If your high school or college has a radio or television station, volunteer to work on the staff. You can also look for part-time or summer jobs at local radio or television stations. You may not be able to plan the programming at a local station, but you will see how a station works and be able to make contacts with those in the field. If you can't find a job at a local station, at least arrange for a visit and ask to talk to the personnel. You may be able to "shadow" a program director for a day—that is, follow that director for the workday and see what his or her job entails.
Program directors plan and schedule program material for radio and television stations and networks. They work in both commercial and public broadcasting and may be employed by individual radio or television stations, regional or national networks, or cable television systems.
Program directors oversee material including entertainment programs, public service programs, newscasts, sportscasts, and commercial announcements. Program directors decide what material is broadcast and when it is scheduled; they work with other staff members to develop programs and buy programs from independent producers.
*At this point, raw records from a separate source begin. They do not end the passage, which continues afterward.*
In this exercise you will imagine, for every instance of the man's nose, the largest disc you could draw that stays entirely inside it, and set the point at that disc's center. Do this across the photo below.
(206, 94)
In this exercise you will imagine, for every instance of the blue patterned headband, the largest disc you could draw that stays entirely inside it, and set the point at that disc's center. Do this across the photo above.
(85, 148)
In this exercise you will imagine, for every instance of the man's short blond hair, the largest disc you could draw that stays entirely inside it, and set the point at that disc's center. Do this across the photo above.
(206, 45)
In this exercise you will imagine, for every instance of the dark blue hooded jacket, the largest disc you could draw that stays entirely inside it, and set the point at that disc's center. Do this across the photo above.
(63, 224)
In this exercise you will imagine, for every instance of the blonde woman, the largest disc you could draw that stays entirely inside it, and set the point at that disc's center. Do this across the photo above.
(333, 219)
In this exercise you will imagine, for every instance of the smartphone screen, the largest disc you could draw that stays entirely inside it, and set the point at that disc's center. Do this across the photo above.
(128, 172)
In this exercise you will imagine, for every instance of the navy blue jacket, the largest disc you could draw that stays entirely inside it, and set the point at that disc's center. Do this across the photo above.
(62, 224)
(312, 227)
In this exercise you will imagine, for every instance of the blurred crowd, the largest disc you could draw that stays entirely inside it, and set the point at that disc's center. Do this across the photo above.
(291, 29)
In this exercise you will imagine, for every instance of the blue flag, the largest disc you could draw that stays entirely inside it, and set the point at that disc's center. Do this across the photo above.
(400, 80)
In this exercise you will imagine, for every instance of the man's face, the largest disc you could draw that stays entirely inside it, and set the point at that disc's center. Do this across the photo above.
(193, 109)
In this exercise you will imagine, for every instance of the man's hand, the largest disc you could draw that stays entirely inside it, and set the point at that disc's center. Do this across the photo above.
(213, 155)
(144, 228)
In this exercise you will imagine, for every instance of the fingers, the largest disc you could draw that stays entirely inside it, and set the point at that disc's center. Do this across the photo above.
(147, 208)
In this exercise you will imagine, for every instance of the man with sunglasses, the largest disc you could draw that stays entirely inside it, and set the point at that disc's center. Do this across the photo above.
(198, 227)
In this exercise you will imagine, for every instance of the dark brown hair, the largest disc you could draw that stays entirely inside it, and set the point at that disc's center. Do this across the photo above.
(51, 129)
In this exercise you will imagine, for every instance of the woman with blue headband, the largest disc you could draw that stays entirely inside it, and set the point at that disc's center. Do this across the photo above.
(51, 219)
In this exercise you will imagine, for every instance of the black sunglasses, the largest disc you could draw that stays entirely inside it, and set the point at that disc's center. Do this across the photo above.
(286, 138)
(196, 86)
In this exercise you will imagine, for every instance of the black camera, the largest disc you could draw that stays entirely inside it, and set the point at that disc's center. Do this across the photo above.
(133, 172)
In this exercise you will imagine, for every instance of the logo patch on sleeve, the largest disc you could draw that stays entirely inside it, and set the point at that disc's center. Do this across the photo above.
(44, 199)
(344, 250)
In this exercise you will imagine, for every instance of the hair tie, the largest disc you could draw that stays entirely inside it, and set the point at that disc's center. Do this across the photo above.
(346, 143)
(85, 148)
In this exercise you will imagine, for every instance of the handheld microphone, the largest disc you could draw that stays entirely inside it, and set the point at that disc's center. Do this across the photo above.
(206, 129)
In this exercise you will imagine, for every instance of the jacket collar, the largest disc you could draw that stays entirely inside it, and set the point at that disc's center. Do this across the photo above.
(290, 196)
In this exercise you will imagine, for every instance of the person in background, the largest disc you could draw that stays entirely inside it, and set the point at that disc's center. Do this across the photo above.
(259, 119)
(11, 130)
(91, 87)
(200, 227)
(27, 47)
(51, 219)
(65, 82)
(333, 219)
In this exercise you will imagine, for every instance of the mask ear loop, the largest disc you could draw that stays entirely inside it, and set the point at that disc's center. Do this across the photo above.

They are guided by such factors as the budget available for program material, the audience their station or network seeks to attract, their organization's policies on content and other matters, and the kinds of products advertised in the various commercial announcements.
In addition, program directors may set up schedules for the program staff, audition and hire announcers and other on-air personnel, and assist the sales department in negotiating contracts with sponsors of commercial announcements. The duties of individual program directors are determined by such factors as whether they work in radio or television, for a small or large organization, for one station or a network, or in a commercial or public operation.
At small radio stations the owner or manager may be responsible for programming, but at larger radio stations and at television stations the staff usually includes a program director. At medium to large radio and television stations the program director usually has a staff that includes such personnel as music librarians, music directors, editors for recorded segments, and writers. Some stations and networks employ public service directors. It is the responsibility of these individuals to plan and schedule radio or television public service programs and announcements in such fields as education, religion, and civic and government affairs. Networks often employ broadcast operations directors, who coordinate the activities of the personnel who prepare network program schedules, review program schedules, issue daily corrections, and advise affiliated stations on their schedules.
Program directors must carefully coordinate the various elements for a station while keeping in tune with the listeners, viewers, advertisers, and sponsors.
Other managers in radio and television broadcasting include production managers, operations directors, news directors, and sports directors. The work of program directors usually does not include the duties of radio directors or television directors, who direct rehearsals and integrate all the elements of a performance.